Mohon tunggu...
KOMENTAR
Sosbud Artikel Utama

Kreatif! Sampah Daun Sagu Jadi Atap Rumah

8 Juli 2012   17:26 Diperbarui: 25 Juni 2015   03:10 2147 2

Bagi masyarakat pedesaan yang kreatif malah sebaliknya, sampah bukan sebagai ancaman tetapi sering menjadi sumber penghasilan. Dari sampah organik (misalnya dedaunan) mereka olah menjadi sesuatu yang bermanfaat bagi orang lain. Hal inilah yang sudah dilakukan oleh Pak Ahmad (50) warga Desa Pangwa, Kabupaten Pidie Jaya.

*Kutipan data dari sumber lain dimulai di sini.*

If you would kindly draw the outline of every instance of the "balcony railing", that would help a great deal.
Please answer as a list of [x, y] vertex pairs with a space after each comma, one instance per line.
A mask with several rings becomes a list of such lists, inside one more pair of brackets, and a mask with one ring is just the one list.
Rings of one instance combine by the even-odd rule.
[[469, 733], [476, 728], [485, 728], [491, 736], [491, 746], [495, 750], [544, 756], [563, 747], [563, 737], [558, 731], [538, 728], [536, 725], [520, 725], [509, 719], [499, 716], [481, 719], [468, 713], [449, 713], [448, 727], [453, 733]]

Dalam perjalanan ke Banda Aceh sore tadi, Minggu (8/7), kompasianer mampir ke rumah Pak Ahmad. Kompasianer sama sekali belum mengenalnya, tetapi kompasianer tertarik melihat aktivitas mereka yang sedang menganyam daun. Didepan rumahnya juga terlihat tumpukan atap daun sagu yang siap dipasarkan.

Saat kompasianer tiba disana, mereka sedang jongkok sambil menganyam daun sagu yang dapat dijadikan atap rumah. Sebelum melihat mereka mengolah sampah daun sagu, jika kita temukan daun sagu dipinggir jalan dipastikan akan dibuang ke tong sampah. Sebaliknya, bagi Pak Ahmad dan keluarganya, sampah daun sagu itu menjadi sumber penghasilan tambahan selain dari produksi padi dan hasil ladangnya.

Menurut Pak Ahmad, satu lembar atap daun sagu yang panjangnya 1,80 meter itu diberi harga Rp.6000. Atap daun sagu buatan Pak Ahmad cukup istimewa, karena daunnya dilapis dua sehingga memiliki daya tahan sampai puluhan tahun. Di tempat lain, lanjutnya, memang ada yang menjual lebih murah tetapi kualitas atap kurang baik, hanya dibuat satu lapis.

Ketika kompasianer raba dan buka atap yang sudah jadi, memang dibuat dalam komposisi lapis dua. Atapnya juga relatif berat. Kompasianer menyimpulkan bahwa penuturan Pak Ahmad tentang kualitas produknya bukan promosi, tetapi faktual.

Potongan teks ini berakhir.